Instructions to fix that one journal node.
1) Put both NN in safe mode from the active name node( NN HA)
$ hdfs dfsadmin -safemode enter
2) Save Namespace
$ hdfs dfsadmin -saveNamespace
Backup the edits_* in $ /hadoop/hdfs/journal/{cluster_name}/current/ on the node02 and node04 take note of the file permissions (screenshot would be important)
On node 2
# cd /hadoop/hdfs/journal/{cluster_name}/current/ # tar -czvf node2.tar.gz * # rm -rf *
On node 4
# cd /hadoop/hdfs/journal/{cluster_name}/current/ # tar -czvf node4.tar.gz * # rm -rf *
On the good node03
After zipping/tar the journal dir from a working JN node and copy it to the non-working JN node02,node04 to this path on node3
# cd /hadoop/hdfs/journal/{cluster_name}/current/ # tar -czvf node03.tar.gz *
Hoping you have the root password for the cluster
From node03 in the /hadoop/hdfs/journal/{cluster_name}/current/ directory run the below command to copy the good edits_* to node02 and node04
# scp node03.tar.gz root@node02:/hadoop/hdfs/journal/{cluster_name}/current/ # scp node03.tar.gz root@node04:/hadoop/hdfs/journal/{cluster_name}/current/
Having copied the zipped edit_* files open 3 windows and connect as root to node02 and node04 and run the below steps
On node02
# cd /hadoop/hdfs/journal/{cluster_name}/current/ # tar -xzvf node03.tar.gz
On node04
# cd /hadoop/hdfs/journal/{cluster_name}/current/ # tar -xzvf node03.tar.gz
Check the file permissions are okay
Stop the journal nodes on node02 and node04
Open 2 windows and run the below on node02 and node04
# su -l hdfs -c "/usr/hdp/current/hadoop-hdfs-journalnode/../hadoop/sbin/hadoop-daemon.sh stop journalnode"

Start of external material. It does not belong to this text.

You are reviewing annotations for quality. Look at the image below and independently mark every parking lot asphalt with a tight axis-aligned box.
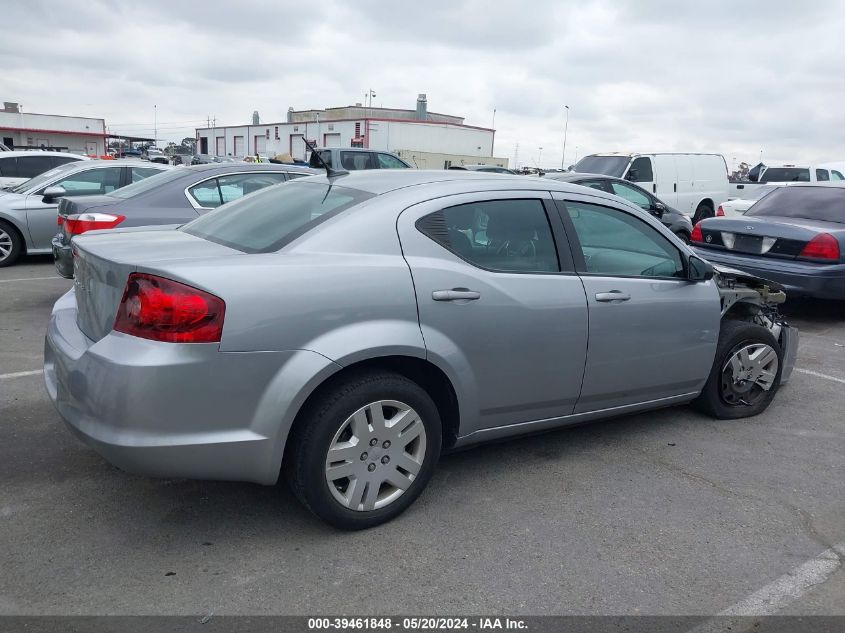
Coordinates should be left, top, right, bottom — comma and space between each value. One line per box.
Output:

Restarting the journalnodes
Open 2 windows and run the below on node02 and node04
# su -l hdfs -c "/usr/hdp/current/hadoop-hdfs-journalnode/../hadoop/sbin/hadoop-daemon.sh start journalnode"
All these commands should run successfully
To validate after all start well you can restart all HDFS components
4) Restart HDFS
Your issue should now be resolved !!! Please revert
HTH
Created 05-21-2019 12:39 PM
Any updates?
Created 05-21-2019 05:20 PM
Hi, just saw your comment. Will apply the mentioned changes and revert with updates. Thank you.
Created 05-21-2019 07:04 PM
@Geoffrey Shelton Okot : Hi,
I have a doubt pertaining the number of files present in the current directory on each of the JNs - (I have checked it for a couple of times within a 5-minute period, number of files on both node03 & node04 remain the same while only node02 differs.)
node02 : 11040
node03 : 11043
node04 : 11043
Does it infer that edits on only node02 are corrupted while 03 & 04 are ok ? Kindly confirm if the above conjecture is correct or otherwise and whether I should go ahead with changes on both node02 & node04 or just node02. (Last promised epoch on all 3nodes - 577.)
Thanks.
Created 05-21-2019 08:09 PM
Which is the active node? Can you check again the last epoch on all the 3 nodes? Are you still experiencing the same problem?
Please revert so I can analyze your problem again?